Judith Thurman in The New Yorker:
In Rachel Cusk’s most recent novels, “Outline” and “Transit,” a British writer named Faye encounters a series of friends and strangers as she goes about her daily life. She is recently divorced, and while her new flat is being renovated her two sons are living with their father. There is something catlike about Faye—an elusiveness that makes people want to detain her, and a curiosity about their pungent secrets. They tell her their histories, and she listens intently. As these soliloquies unspool, a common thread emerges. The speakers suffer from feeling unseen, and in the absence of a reflection they are not real to themselves. Faye shares their dilemma. “It was as if I had lost some special capacity to filter my own perceptions,” she says. But she lends herself as a filter to her confidants, and from the murk of their griefs and sorrows, most of which have to do with love, she extracts something clear—a sense of both her own outline and theirs. Critics have hailed these books, which are the first volumes of a trilogy, as a “reinvention” of the novel, and they are certainly a point of departure for it, one at which fiction merges with oral history. Each witness has suffered and survived a version of the same experience, but uniquely, and the events that are retold don’t build toward a revelation. The structure of the text, a mosaic of fragments, mirrors the unstable nature of memory. It is worth noting that “Outline” was published in 2014, a year before Svetlana Alexievich won the Nobel Prize in Literature. (“Transit” was published two years later.) Alexievich interviews women and men who have lived through cataclysms—the Second World War, Chernobyl, the Soviet gulags—and she distills their testimony into what the Swedish Academy cited as a “history of emotions.” Cusk has been chastised for ignoring politics and social inequities, and the central catastrophe in her fiction is family life. But her imaginary oral histories are exquisitely attuned to the ways in which humans victimize one another.
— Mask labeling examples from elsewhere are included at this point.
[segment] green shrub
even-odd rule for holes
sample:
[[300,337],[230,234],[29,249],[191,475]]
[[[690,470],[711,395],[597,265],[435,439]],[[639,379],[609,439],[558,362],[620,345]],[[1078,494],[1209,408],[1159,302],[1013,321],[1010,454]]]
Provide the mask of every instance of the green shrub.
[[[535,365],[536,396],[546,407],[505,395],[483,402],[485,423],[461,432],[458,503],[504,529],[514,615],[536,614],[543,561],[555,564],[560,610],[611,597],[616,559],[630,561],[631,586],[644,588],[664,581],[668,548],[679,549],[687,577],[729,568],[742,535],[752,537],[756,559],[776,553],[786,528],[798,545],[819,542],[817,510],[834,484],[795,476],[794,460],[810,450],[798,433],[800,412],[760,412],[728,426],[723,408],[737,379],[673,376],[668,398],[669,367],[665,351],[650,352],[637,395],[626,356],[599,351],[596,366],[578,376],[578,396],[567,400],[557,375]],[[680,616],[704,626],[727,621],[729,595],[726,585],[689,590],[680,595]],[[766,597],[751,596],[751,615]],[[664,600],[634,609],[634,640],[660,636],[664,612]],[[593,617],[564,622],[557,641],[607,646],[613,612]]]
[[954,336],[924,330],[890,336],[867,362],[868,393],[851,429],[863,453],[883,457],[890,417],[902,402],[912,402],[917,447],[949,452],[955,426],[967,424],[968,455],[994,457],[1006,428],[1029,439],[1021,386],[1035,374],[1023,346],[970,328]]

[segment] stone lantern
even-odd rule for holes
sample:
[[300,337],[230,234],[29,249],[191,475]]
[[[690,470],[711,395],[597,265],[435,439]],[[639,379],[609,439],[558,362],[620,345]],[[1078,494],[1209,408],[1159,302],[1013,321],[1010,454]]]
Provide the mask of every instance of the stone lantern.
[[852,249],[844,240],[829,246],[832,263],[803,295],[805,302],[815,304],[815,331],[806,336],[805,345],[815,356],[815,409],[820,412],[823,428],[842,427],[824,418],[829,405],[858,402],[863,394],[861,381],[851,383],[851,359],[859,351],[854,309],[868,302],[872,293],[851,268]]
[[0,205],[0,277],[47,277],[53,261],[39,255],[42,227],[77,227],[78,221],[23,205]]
Late in “Transit,” Faye listens to a palaver about clothes and sex by a friend named Amanda, who works in fashion and has “a youthful appearance on which the patina of age was clumsily applied.” “No one ever tells you the truth about what you look like,” Amanda says of her profession, to which Faye responds, “Perhaps none of us could ever know what was true and what wasn’t.” At the end of their conversation, which is mostly about Amanda’s affair with her contractor, she stands up to leave the café, “darting frequent glances at me,” Faye observes. “It was as if she was trying to intercept my vision of her before I could read anything into what I saw.”